The diagram below describes three distinctly different watsonx Action sequences to surface source information in response to questions, each achieving a different tradeoff between risk of misalignment and contextualisation of response. API calls via watsonx Assistant extensions are indicated by the octagons; Actions are marked in red; and responses to the user are marked in blue.
Pattern A: The user query is used to semantically match against question embeddings; the question is validated by the user and the response to that question is retrieved. This pattern works well if the questions are semantically rich and the source information is already conversational such that the introduction of a language for generation might have diminishing benefits. A variation of this pattern would be to semantically search for responses.
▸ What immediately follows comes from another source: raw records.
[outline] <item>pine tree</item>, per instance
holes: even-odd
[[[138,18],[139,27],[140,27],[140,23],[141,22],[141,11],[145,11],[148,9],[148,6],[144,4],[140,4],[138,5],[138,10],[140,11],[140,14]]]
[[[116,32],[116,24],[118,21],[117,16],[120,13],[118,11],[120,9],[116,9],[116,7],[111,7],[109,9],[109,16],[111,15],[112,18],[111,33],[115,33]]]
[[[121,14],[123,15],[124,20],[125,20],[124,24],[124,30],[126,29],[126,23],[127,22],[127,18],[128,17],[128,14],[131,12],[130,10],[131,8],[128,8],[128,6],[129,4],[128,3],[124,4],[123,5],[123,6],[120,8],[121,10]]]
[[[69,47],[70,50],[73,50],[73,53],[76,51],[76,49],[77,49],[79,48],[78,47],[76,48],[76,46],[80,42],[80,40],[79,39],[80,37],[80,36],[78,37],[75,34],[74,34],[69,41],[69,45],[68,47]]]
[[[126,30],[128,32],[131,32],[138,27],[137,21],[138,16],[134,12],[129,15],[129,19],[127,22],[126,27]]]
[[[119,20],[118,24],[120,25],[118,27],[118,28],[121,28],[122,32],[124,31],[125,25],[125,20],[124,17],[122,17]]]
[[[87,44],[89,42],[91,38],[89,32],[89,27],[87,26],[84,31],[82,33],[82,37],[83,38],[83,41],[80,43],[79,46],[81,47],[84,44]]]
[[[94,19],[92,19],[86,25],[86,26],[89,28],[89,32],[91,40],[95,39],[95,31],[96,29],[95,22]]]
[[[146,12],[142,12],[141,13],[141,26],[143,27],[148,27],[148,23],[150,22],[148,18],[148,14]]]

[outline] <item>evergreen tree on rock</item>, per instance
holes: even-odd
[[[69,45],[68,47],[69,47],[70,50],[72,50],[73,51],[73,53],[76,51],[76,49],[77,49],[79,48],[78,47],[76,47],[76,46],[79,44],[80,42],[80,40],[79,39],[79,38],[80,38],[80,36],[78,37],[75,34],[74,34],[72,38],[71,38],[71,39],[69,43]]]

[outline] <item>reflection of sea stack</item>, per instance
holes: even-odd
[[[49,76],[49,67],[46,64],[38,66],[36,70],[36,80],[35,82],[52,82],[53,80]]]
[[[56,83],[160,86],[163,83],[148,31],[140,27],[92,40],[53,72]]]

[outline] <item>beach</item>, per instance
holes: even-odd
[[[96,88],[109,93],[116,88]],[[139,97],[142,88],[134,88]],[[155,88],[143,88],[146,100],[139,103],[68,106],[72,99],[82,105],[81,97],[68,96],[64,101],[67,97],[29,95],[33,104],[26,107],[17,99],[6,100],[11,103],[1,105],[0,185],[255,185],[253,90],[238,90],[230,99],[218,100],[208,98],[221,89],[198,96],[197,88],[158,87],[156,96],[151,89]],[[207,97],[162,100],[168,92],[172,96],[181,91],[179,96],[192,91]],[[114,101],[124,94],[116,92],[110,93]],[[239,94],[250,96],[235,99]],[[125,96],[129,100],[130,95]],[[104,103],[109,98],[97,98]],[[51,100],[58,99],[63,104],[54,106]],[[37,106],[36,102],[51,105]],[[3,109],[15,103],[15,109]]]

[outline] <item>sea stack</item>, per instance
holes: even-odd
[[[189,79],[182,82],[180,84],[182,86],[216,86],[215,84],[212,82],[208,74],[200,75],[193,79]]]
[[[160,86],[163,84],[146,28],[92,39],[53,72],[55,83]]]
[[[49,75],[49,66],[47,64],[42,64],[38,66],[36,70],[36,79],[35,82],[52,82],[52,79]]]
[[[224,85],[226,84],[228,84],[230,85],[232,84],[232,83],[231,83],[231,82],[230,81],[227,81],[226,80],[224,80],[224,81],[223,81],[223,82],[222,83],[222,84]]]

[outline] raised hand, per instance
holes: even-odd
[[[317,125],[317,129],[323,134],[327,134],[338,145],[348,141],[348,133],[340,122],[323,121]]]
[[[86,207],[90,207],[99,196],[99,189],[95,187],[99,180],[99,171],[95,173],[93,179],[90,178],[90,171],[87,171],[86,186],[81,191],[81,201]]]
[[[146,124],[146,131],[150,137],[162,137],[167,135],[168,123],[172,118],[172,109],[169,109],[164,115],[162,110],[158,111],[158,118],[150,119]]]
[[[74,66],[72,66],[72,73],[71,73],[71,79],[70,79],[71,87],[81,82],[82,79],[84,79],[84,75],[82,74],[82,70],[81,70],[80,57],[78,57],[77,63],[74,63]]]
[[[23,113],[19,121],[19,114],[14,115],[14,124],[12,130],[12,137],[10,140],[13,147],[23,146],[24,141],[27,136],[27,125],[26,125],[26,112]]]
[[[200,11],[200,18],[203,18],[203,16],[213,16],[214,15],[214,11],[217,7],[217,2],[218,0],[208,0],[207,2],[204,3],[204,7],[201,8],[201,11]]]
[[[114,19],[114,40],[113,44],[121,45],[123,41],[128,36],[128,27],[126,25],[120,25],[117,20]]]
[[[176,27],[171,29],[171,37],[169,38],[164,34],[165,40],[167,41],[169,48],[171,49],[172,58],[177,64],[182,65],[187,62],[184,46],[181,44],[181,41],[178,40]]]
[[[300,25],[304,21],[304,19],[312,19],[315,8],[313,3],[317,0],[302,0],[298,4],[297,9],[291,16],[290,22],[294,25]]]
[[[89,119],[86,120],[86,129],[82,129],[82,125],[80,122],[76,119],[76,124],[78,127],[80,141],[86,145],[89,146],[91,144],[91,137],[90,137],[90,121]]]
Pattern B: The user query is used to semantically match against response embeddings; a new query is constructed from entities extracted from the user’s query and the newly constructed query and context is provided to the language model in the prompt. This approach guards the language model from the user’s query and works well if the entities extracted allow a representative query to be constructed.
Pattern C: This pattern implements RAG as discussed above with guardrails on the user query and the generated output to reduce the risk of misalignment.